Provavelmente, muita gente ainda guarda na memória aquela imagem antiga das boticas em que eram preparadas fórmulas simples de cremes e loções. Nos últimos anos, porém, essas casas tradicionais (hoje mais conhecidas como farmácias de manipulação) se transformaram. Atualmente, pode-se manipular praticamente qualquer medicamento e obter alternativas para vários problemas de saúde. Para divulgar essas informações e orientar o consumidor a fazer uma boa compra foi lançado recentemente o manual do consumidor das farmácias de manipulação. O guia foi elaborado pela Associação Nacional de Farmacêuticos Magistrais (Anfarmag), entidade que representa o setor. O livreto deve ser distribuído gratuitamente nos dois mil estabelecimentos ligados à instituição – no Brasil existem cerca de 5.250 farmácias do gênero.

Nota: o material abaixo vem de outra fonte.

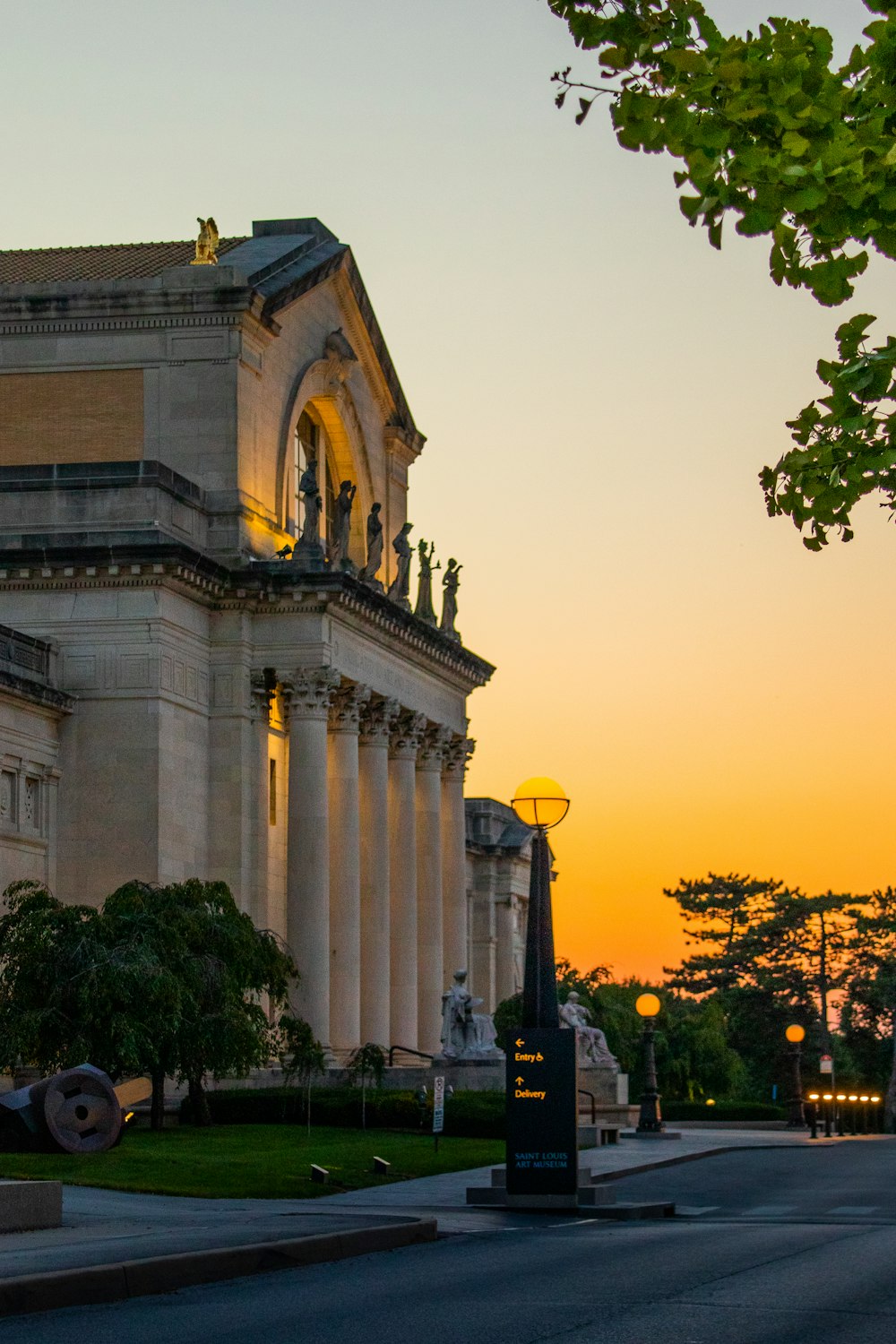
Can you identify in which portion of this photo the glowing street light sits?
[511,777,570,1027]
[785,1023,806,1129]
[634,994,667,1134]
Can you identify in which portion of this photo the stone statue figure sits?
[189,215,218,266]
[442,970,500,1059]
[414,542,442,625]
[439,561,463,642]
[388,523,414,612]
[560,989,619,1073]
[298,457,323,550]
[328,481,358,574]
[358,504,383,591]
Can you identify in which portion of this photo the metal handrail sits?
[579,1088,598,1125]
[388,1046,435,1069]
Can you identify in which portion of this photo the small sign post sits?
[433,1078,444,1153]
[505,1027,579,1204]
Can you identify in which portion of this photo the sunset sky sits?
[0,0,896,978]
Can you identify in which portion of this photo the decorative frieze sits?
[329,682,371,733]
[360,696,401,744]
[442,737,476,781]
[280,668,341,719]
[390,710,428,761]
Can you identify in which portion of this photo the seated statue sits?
[442,970,498,1059]
[560,989,619,1073]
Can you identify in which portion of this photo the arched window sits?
[291,406,337,545]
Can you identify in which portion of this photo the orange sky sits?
[0,0,896,978]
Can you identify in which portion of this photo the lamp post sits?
[785,1023,806,1129]
[505,779,579,1209]
[634,994,667,1134]
[511,777,570,1027]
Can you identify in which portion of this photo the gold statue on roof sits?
[189,215,218,266]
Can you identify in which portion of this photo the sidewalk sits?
[0,1131,892,1316]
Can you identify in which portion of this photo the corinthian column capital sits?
[417,723,452,771]
[360,698,401,742]
[390,710,428,761]
[442,737,476,780]
[329,682,371,733]
[282,668,340,719]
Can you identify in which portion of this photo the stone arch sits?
[277,359,374,564]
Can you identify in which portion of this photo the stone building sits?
[0,220,504,1050]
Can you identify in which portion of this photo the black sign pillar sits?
[505,1027,579,1206]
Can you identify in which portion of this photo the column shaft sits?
[417,728,447,1055]
[358,701,399,1047]
[251,674,271,929]
[286,668,339,1046]
[388,712,426,1050]
[329,685,371,1051]
[442,738,478,992]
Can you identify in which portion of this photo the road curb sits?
[0,1218,436,1316]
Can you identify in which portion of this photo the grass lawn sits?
[0,1125,504,1199]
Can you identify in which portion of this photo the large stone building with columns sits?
[0,220,493,1051]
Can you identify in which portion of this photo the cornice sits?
[0,540,495,690]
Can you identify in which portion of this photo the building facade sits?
[0,220,493,1051]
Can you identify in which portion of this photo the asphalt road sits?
[0,1142,896,1344]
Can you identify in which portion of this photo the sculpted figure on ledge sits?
[560,989,619,1073]
[442,970,500,1059]
[358,504,383,593]
[388,523,414,612]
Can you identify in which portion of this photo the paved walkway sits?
[0,1129,895,1314]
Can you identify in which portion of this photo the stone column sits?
[329,683,371,1051]
[282,668,340,1046]
[43,765,62,897]
[388,710,426,1050]
[358,701,399,1047]
[442,737,476,988]
[250,672,272,929]
[417,725,452,1055]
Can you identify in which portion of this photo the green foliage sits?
[493,994,522,1050]
[0,879,300,1124]
[548,0,896,551]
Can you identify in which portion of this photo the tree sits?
[664,873,785,995]
[103,878,296,1125]
[277,1013,326,1139]
[548,0,896,551]
[348,1042,385,1129]
[0,882,178,1080]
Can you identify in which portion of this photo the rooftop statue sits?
[560,989,619,1073]
[439,559,463,644]
[442,970,498,1059]
[293,457,323,569]
[189,215,219,266]
[414,542,442,625]
[328,481,358,574]
[388,523,414,612]
[358,504,383,591]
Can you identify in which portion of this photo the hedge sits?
[180,1088,505,1139]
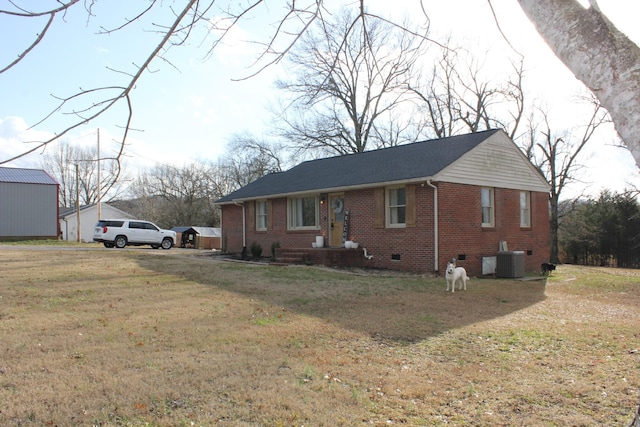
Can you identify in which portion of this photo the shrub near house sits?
[216,130,549,275]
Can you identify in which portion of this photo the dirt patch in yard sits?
[0,249,640,426]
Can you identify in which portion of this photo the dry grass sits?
[0,248,640,426]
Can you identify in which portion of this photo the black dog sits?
[540,262,556,276]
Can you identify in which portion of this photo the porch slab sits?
[275,248,364,267]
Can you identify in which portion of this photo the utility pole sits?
[76,163,80,243]
[98,128,102,220]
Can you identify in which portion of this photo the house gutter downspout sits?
[233,200,247,254]
[427,179,439,273]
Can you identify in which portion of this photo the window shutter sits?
[373,188,384,228]
[405,185,416,227]
[245,201,258,231]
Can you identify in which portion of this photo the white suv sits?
[93,219,176,249]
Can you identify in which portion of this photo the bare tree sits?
[524,97,610,262]
[216,134,286,189]
[518,0,640,171]
[277,9,424,154]
[41,141,122,206]
[409,42,525,138]
[0,0,640,172]
[130,163,220,228]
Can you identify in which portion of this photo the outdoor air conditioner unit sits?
[496,251,524,278]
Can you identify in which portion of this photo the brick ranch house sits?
[216,130,549,276]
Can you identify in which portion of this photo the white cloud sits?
[0,116,52,168]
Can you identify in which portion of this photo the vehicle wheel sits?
[162,237,173,249]
[114,236,127,249]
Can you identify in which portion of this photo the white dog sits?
[445,262,469,292]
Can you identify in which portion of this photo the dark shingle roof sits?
[0,167,58,185]
[216,130,498,203]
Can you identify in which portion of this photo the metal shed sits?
[172,227,222,249]
[0,167,60,240]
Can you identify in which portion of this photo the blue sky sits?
[0,0,640,201]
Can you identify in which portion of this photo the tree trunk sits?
[518,0,640,168]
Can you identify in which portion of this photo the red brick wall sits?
[222,182,549,276]
[438,183,550,275]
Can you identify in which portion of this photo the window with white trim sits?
[520,191,531,227]
[287,196,320,230]
[386,187,407,227]
[480,188,495,227]
[256,200,267,231]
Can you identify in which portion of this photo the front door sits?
[329,194,344,248]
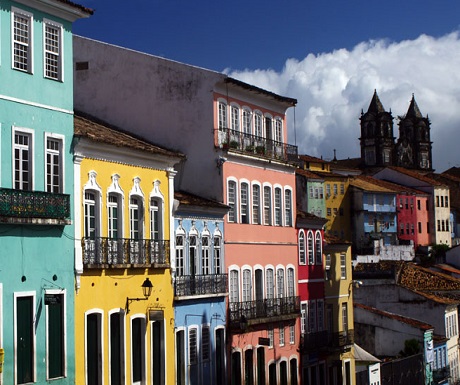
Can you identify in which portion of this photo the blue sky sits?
[74,0,460,171]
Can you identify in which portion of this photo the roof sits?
[224,77,297,106]
[353,303,434,331]
[174,191,230,210]
[74,113,185,158]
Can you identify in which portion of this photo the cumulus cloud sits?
[227,32,460,172]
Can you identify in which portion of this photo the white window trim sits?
[11,7,34,74]
[44,132,66,194]
[45,289,68,381]
[13,291,37,384]
[43,18,64,82]
[11,126,34,191]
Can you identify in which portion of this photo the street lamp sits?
[125,278,153,314]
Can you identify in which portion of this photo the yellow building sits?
[74,116,184,385]
[324,234,357,385]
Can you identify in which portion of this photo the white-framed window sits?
[278,324,284,346]
[243,108,252,135]
[284,190,292,226]
[217,100,228,130]
[315,231,323,265]
[252,184,261,225]
[275,187,283,226]
[230,105,240,132]
[45,135,64,193]
[276,268,285,298]
[264,186,272,226]
[201,325,211,362]
[11,7,33,73]
[201,233,211,275]
[45,290,67,380]
[240,182,249,223]
[213,234,222,274]
[227,180,237,222]
[188,327,198,365]
[242,269,252,302]
[307,231,315,265]
[43,20,64,80]
[340,253,347,279]
[228,270,240,303]
[254,111,263,138]
[13,128,34,191]
[265,268,275,299]
[299,230,307,265]
[275,118,283,142]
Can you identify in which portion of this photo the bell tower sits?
[359,91,394,167]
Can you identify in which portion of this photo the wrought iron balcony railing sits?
[216,128,298,162]
[174,274,228,297]
[229,296,300,325]
[0,188,70,224]
[82,237,170,266]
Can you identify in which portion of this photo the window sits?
[201,325,211,361]
[45,290,66,379]
[228,270,240,303]
[219,102,228,130]
[227,180,236,222]
[150,198,163,241]
[214,235,222,274]
[264,186,272,225]
[243,108,252,135]
[340,254,347,279]
[188,328,198,365]
[176,235,185,276]
[12,8,33,72]
[13,131,33,191]
[240,183,249,223]
[231,106,240,131]
[265,269,275,299]
[201,235,211,275]
[44,20,62,80]
[315,233,323,265]
[252,185,260,225]
[45,137,63,193]
[284,190,292,226]
[307,232,315,265]
[276,269,284,298]
[275,187,283,226]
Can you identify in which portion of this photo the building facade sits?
[0,0,92,384]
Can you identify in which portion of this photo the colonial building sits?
[73,115,183,385]
[0,0,93,385]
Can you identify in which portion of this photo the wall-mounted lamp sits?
[125,278,153,314]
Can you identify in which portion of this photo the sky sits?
[74,0,460,172]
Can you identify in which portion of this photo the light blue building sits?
[173,192,229,385]
[0,0,92,385]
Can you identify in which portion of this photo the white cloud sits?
[227,32,460,172]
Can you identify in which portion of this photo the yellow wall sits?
[75,159,175,385]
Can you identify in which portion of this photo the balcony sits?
[229,297,300,328]
[215,128,297,162]
[174,274,228,299]
[82,237,170,268]
[0,188,71,225]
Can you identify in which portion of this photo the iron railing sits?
[0,188,70,219]
[229,296,300,323]
[82,237,170,265]
[215,128,298,162]
[174,274,228,297]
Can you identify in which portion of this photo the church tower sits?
[394,95,433,171]
[359,91,394,167]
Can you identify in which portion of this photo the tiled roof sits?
[74,113,185,158]
[353,303,434,331]
[174,191,230,209]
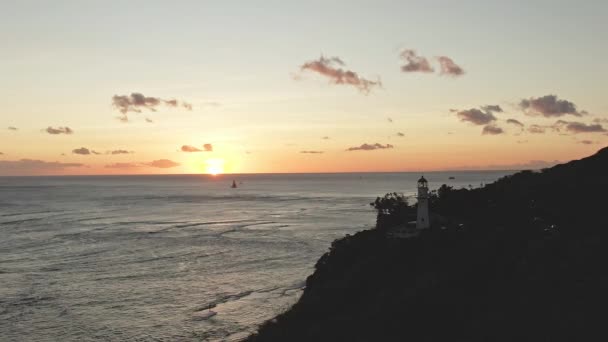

Requisitos – Os remédios manipulados são feitos com a substância ativa presente nos medicamentos de marca. A diferença é que os produtos são desenvolvidos na própria farmácia. Ou seja, não são elaborados em escala industrial. Por isso, a principal orientação é verificar se a casa possui um farmacêutico no local. “Ele é o profissional certo para falar sobre os produtos. Deve-se exigir a sua presença quando houver dúvidas”, recomenda Evandro Tokarski, farmacêutico e presidente da Anfarmag. O profissional pode informar se o remédio deve ou não ser tomado com leite ou se há riscos de a droga causar algum problema quando ingerida com outro medicamento. A presença do especialista é apenas um dos requisitos para saber se a farmácia é de confiança. Há outros pontos a observar, como a higiene do local e a pontualidade na entrega do medicamento.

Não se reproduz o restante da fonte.